その後、デバイスマネージャーがPC上で最新のドライバーアップデートを検索してインストールします。すでに最新版のドライバーがインストールされている場合は、その旨のメッセージが表示されます。以下の例では、デバイスはすでに最新バージョンで動作していました。
ただし、ドライバーが最新でないことが確かな場合は、メーカーの公式サイトから直接ダウンロードし、デバイスマネージャーでインストールすることもできます。
この方法を選ぶ場合は、このガイドの後半で説明する「破損したドライバーへの対処法」のセクションをご覧ください。
インストール済みハードウェアの状態を確認する
パソコンのハードウェアの動作がおかしい、普段と違うと感じたら、デバイスマネージャーを確認してみるのは良い考えです。
デバイスマネージャーを開いたら、確認したいデバイスの種類を展開します。次に、特定のドライバーを右クリックして「プロパティ」を開きます。
ダイアログボックスの「全般」タブにある「デバイスの状態」ボックスでステータスを確認します。「このデバイスは正常に動作しています」と表示されていれば、ハードウェアはドライバーの故障による問題を抱えていないため、他の原因を探りましょう。
一方、コンポーネントに問題がある場合は、問題に関連する説明やエラーコードが表示されます。ただし、その説明やエラーコードだけでは、ドライバー自体の修正方法は分かりません。具体的な対処法については、次のセクションをご覧ください。
デバイスマネージャーで破損したドライバーに対処する方法
人生の複雑な問題に対処する方法がひとつではないように、Windows 10にも破損したデバイスドライバーを修復する方法はいくつかあります。そのひとつが、デバイスマネージャーを使う方法です。
デバイスドライバーが破損した場合は、Windowsデバイスマネージャーを使って不具合のあるデバイスをアンインストールし、クリーンなバージョンを再インストールできます。

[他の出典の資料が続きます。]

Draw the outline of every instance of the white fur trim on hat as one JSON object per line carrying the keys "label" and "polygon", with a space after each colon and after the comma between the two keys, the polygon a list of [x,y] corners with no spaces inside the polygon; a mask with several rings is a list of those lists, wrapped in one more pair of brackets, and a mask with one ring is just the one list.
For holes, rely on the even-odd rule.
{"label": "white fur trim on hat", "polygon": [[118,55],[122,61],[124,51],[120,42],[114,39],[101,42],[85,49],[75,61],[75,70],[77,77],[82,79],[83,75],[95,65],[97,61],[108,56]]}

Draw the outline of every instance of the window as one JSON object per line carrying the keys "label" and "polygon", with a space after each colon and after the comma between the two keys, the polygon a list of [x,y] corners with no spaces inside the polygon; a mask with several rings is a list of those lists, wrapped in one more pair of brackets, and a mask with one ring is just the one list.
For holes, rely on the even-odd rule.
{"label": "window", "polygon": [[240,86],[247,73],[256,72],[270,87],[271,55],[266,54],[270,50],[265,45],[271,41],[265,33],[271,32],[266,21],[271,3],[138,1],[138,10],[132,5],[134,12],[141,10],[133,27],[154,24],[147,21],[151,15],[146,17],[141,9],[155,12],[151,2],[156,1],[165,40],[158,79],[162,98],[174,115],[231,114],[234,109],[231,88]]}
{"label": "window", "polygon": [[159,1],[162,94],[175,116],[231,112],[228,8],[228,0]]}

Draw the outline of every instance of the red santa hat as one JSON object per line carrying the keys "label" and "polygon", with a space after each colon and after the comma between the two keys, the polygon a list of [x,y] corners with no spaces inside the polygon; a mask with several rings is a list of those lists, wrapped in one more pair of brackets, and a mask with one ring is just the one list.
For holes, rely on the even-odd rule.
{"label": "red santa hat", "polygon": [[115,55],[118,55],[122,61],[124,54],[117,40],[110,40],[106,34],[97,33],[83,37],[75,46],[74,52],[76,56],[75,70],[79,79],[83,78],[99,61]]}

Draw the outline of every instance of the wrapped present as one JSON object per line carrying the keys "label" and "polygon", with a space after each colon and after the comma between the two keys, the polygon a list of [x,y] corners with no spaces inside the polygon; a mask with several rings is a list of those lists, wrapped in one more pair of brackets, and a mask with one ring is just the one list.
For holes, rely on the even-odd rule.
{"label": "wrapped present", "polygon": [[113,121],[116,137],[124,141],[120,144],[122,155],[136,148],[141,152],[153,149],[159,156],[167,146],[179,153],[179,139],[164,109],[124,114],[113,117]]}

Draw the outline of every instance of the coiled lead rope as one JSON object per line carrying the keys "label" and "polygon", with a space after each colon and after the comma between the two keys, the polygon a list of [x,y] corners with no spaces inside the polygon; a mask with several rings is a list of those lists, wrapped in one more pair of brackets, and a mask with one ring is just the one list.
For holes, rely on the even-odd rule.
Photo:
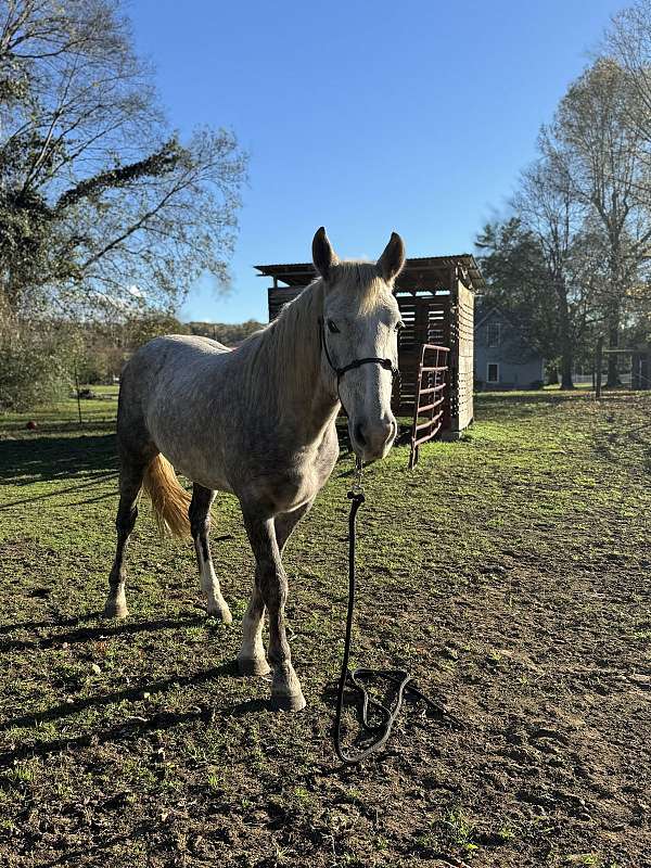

- デバイスマネージャーを開き、破損したドライバーを右クリックして「デバイスのアンインストール」を選択します。
- PCを再起動します。
再起動後、Windowsが自動的にシステム構成を検出し、削除されたドライバーを見つけて再インストールします。ただし、再インストールが自動的に行われない場合は、デバイスマネージャーから手動で行う必要があります。
ハードウェアメーカーの公式サイトからドライバーを手動でダウンロードします。ZIPファイルとして取得した場合は展開してから、以下の手順に従います。
- デバイスマネージャーを開き、該当するドライバーを右クリックします。
- 「ドライバーの更新」>「コンピューターを参照してドライバーを検索」をクリックします。
メーカーのサイトからダウンロードしたドライバーファイルを選択し、「次へ」をクリックします。最新のドライバーがまもなくPCにインストールされます。変更を有効にするために、PCを一度再起動してください。
デバイスマネージャーはシステム管理のための万能ツール
Windowsデバイスマネージャーを使えば、Windowsハードウェアの管理が格段に楽になります。Microsoftは長年にわたり、Windows 10オペレーティングシステムのパフォーマンス向上のためのさまざまなツールを提供してきました。今後もそのような取り組みが続けられることを期待したいところです。